Deep guide · India
Lumpsum calculator — one-time investment growth
Deploy ₹90,10,000 once at 12% a year for 21 years, and this illustration lands near ₹9,73,42,673 — about ₹8,83,32,673 in growth on top of principal. Weigh that against drip-feeding the same capacity through monthly SIPs when you think about timing risk.
A lumpsum puts every rupee to work from day one — strong when you accept today’s entry level and can stay long; harder when you prefer to average in. The math here uses one annual compounding step for clarity; it is not a scheme document.
What follows: your baseline, tenure and principal grids, return sensitivity, and a SIP contrast. Market-linked funds do not promise the assumed rate.
How this lumpsum growth model works
We apply the stated annual return once per year to the running balance — a simple compounding loop that separates principal, accumulated interest, and maturity. Real mutual funds mark to market daily; this model smooths returns into one annual step so you can compare scenarios quickly.
Calculation breakdown
- Principal: ₹90,10,000
- Estimated interest: ₹8,83,32,673
- Estimated maturity: ₹9,73,42,673
Scenario comparison
Different tenures
| Years | Interest | Maturity |
|---|---|---|
| 5 | ₹68,68,699 | ₹1,58,78,699 |
| 10 | ₹1,89,73,692 | ₹2,79,83,692 |
| 15 | ₹4,03,06,827 | ₹4,93,16,827 |
| 20 | ₹7,79,03,101 | ₹8,69,13,101 |
Different principal amounts (±15–25%)
| Scenario | Principal | Interest | Maturity |
|---|---|---|---|
| -25% vs base | ₹67,57,500 | ₹6,62,49,505 | ₹7,30,07,005 |
| -15% vs base | ₹76,58,500 | ₹7,50,82,772 | ₹8,27,41,272 |
| 15% vs base | ₹1,03,61,500 | ₹10,15,82,574 | ₹11,19,44,074 |
| 25% vs base | ₹1,12,62,500 | ₹11,04,15,841 | ₹12,16,78,341 |
Different return assumptions (same P and tenure)
| Scenario | Rate | Interest | Maturity |
|---|---|---|---|
| -25% vs base | 9% | ₹4,60,30,358 | ₹5,50,40,358 |
| -15% vs base | 10.2% | ₹6,02,58,898 | ₹6,92,68,898 |
| Base rate | 12% | ₹8,83,32,673 | ₹9,73,42,673 |
| 15% vs base | 13.8% | ₹12,70,44,307 | ₹13,60,54,307 |
| 25% vs base | 15% | ₹16,05,71,877 | ₹16,95,81,877 |
Comparison: lumpsum vs SIP (illustrative)
For perspective, an illustrative SIP of ₹35,754 per month at 12% for 21 years could land near ₹4,07,12,158 — different risk/return path than a one-time lumpsum; not a recommendation.
Lumpsum vs SIP is not a moral choice — it is a cash-flow and risk trade-off.
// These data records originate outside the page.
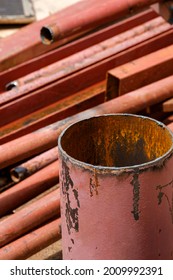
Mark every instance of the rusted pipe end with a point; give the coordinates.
(49, 34)
(11, 85)
(18, 174)
(119, 141)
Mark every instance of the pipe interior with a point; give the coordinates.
(116, 140)
(46, 35)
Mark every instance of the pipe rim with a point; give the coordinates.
(102, 169)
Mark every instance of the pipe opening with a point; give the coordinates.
(46, 35)
(11, 85)
(121, 140)
(18, 174)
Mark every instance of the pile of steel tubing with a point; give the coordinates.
(111, 66)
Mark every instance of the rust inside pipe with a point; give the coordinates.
(117, 140)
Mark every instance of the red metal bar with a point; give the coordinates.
(85, 16)
(73, 104)
(46, 138)
(26, 43)
(33, 242)
(140, 72)
(85, 58)
(29, 188)
(30, 217)
(33, 165)
(94, 74)
(82, 43)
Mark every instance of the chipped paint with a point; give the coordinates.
(71, 213)
(136, 196)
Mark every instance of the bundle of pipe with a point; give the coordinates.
(30, 217)
(100, 57)
(33, 242)
(46, 138)
(87, 14)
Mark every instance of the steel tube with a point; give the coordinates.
(30, 217)
(140, 72)
(85, 16)
(94, 74)
(28, 168)
(122, 165)
(46, 138)
(29, 188)
(63, 108)
(85, 58)
(33, 242)
(82, 43)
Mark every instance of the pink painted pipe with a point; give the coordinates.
(116, 175)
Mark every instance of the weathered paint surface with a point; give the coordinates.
(120, 212)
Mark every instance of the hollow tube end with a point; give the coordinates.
(47, 35)
(18, 174)
(11, 85)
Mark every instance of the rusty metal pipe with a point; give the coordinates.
(84, 58)
(73, 104)
(33, 242)
(28, 168)
(87, 15)
(140, 72)
(32, 63)
(122, 165)
(46, 138)
(29, 188)
(30, 217)
(94, 74)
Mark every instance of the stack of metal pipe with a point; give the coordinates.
(95, 58)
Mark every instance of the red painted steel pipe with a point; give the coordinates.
(122, 166)
(87, 41)
(29, 188)
(46, 138)
(85, 58)
(140, 72)
(30, 217)
(87, 15)
(26, 44)
(94, 74)
(33, 165)
(80, 101)
(33, 242)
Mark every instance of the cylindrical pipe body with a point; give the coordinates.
(46, 137)
(116, 175)
(32, 242)
(33, 165)
(30, 217)
(29, 188)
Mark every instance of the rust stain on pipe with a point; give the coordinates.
(30, 217)
(33, 242)
(127, 162)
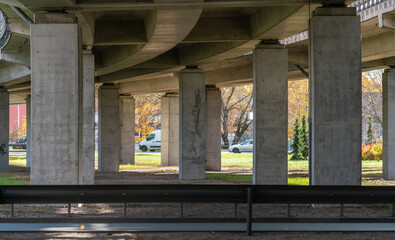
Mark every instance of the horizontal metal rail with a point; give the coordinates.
(182, 193)
(196, 194)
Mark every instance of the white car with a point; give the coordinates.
(152, 142)
(246, 146)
If you already hold a large corpus, lumpsum deployment may be appropriate; if you are early in your career, SIPs can enforce discipline. Use both calculators on EasyCal to stress-test assumptions.
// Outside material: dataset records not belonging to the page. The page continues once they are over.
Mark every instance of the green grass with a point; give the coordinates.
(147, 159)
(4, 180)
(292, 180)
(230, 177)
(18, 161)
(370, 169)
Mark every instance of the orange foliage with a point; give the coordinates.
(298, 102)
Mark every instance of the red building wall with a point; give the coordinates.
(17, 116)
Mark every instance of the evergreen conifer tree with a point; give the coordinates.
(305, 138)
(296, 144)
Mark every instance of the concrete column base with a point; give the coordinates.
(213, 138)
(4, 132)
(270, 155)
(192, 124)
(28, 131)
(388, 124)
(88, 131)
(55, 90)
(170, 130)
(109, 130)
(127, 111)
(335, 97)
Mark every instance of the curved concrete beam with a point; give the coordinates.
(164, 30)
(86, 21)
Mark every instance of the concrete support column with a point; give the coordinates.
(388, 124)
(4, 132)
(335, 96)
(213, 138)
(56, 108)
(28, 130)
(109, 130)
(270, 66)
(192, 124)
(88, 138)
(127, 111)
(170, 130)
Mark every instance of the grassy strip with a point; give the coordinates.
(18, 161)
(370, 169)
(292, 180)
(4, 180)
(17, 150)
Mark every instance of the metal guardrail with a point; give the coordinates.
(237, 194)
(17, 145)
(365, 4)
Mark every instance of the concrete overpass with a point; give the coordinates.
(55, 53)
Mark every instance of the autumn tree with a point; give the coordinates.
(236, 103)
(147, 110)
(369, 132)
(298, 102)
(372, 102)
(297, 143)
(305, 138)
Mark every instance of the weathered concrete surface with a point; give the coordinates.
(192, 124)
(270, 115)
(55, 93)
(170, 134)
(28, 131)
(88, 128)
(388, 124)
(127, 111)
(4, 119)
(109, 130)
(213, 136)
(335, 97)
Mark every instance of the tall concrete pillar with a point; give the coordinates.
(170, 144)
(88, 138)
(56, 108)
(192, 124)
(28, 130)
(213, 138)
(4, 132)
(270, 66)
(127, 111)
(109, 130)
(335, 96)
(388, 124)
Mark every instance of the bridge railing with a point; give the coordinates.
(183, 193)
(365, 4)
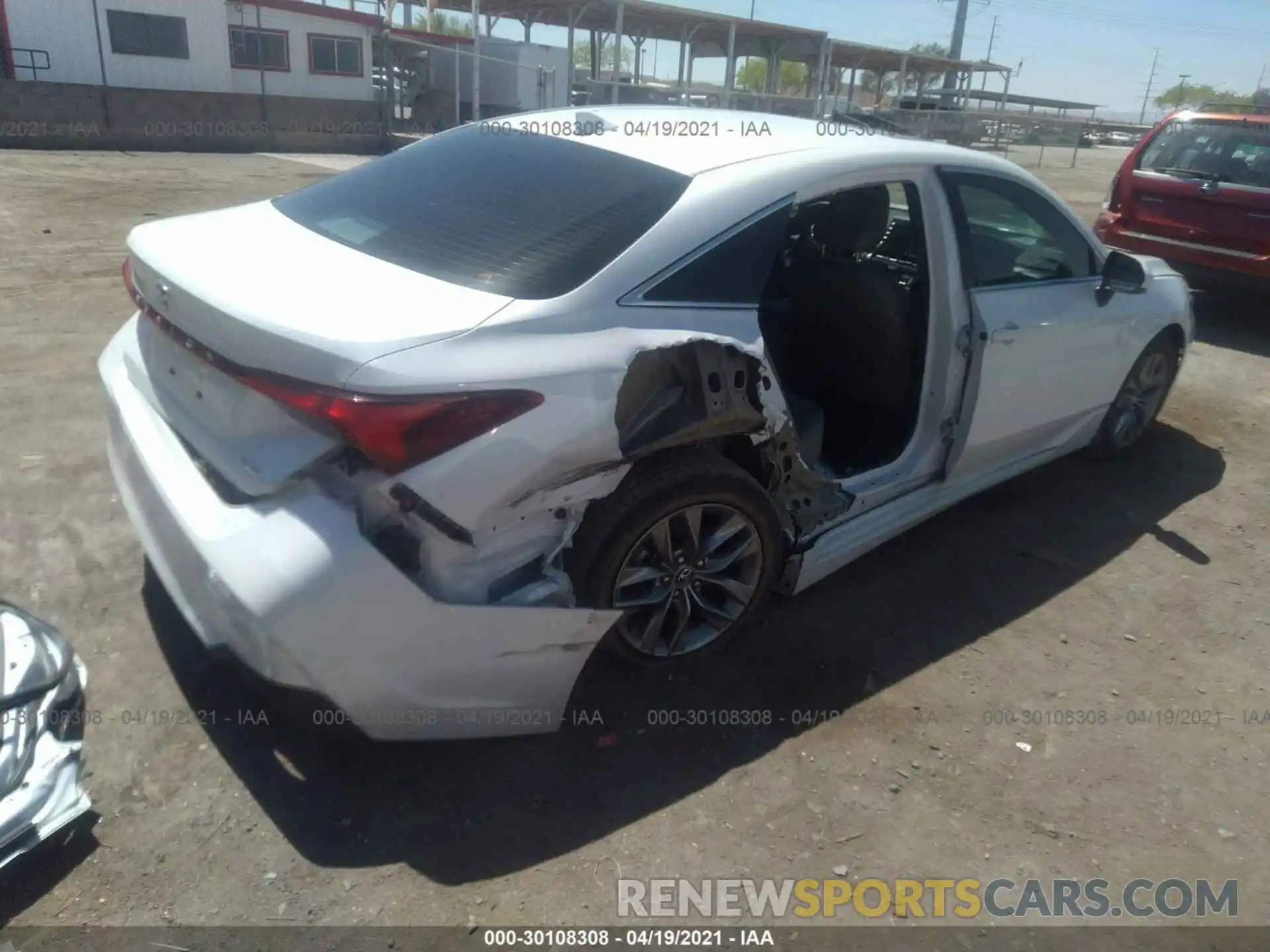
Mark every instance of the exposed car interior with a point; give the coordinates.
(846, 319)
Frequently asked questions
- What is the future value of ₹90,10,000 at 12% for 21 years?
- Under annual compounding (illustrative), maturity is about ₹9,73,42,673 with interest near ₹8,83,32,673. Actual mutual fund lumpsum returns are not guaranteed.
- Lumpsum vs SIP — which is better?
- Lumpsum deploys capital immediately; SIP spreads entries over time. Risk/return profiles differ — use both calculators for perspective.
- Is this mutual fund lumpsum calculator India specific?
- It uses rupee amounts and common search intent for Indian investors; returns are illustrative, not a fund quote.
- Does this include tax?
- No — capital gains tax rules vary by asset and holding period.
- Can I change the return assumption?
- Yes — rerun with a lower rate for conservative planning.
- Where can I explore more scenarios?
- Use the internal links below for nearby principals, tenures, and rates.
Internal linking — related lumpsum calculator pages
Explore nearby scenarios on EasyCal — each link opens a calculator page with matching inputs (programmatic SEO).
- Lumpsum — 91.1 lakh · 21 years @ 12%
- Lumpsum — 92.1 lakh · 21 years @ 12%
- Lumpsum — 95.1 lakh · 21 years @ 12%
- Lumpsum — 100 lakh · 21 years @ 12%
- Lumpsum — 89.1 lakh · 21 years @ 12%
- Lumpsum — 88.1 lakh · 21 years @ 12%
- Lumpsum — 85.1 lakh · 21 years @ 12%
- Lumpsum — 80.1 lakh · 21 years @ 12%
- Lumpsum — 90.1 lakh · 23 years @ 12%
- Lumpsum — 90.1 lakh · 26 years @ 12%
Illustrative compounding only — not investment advice.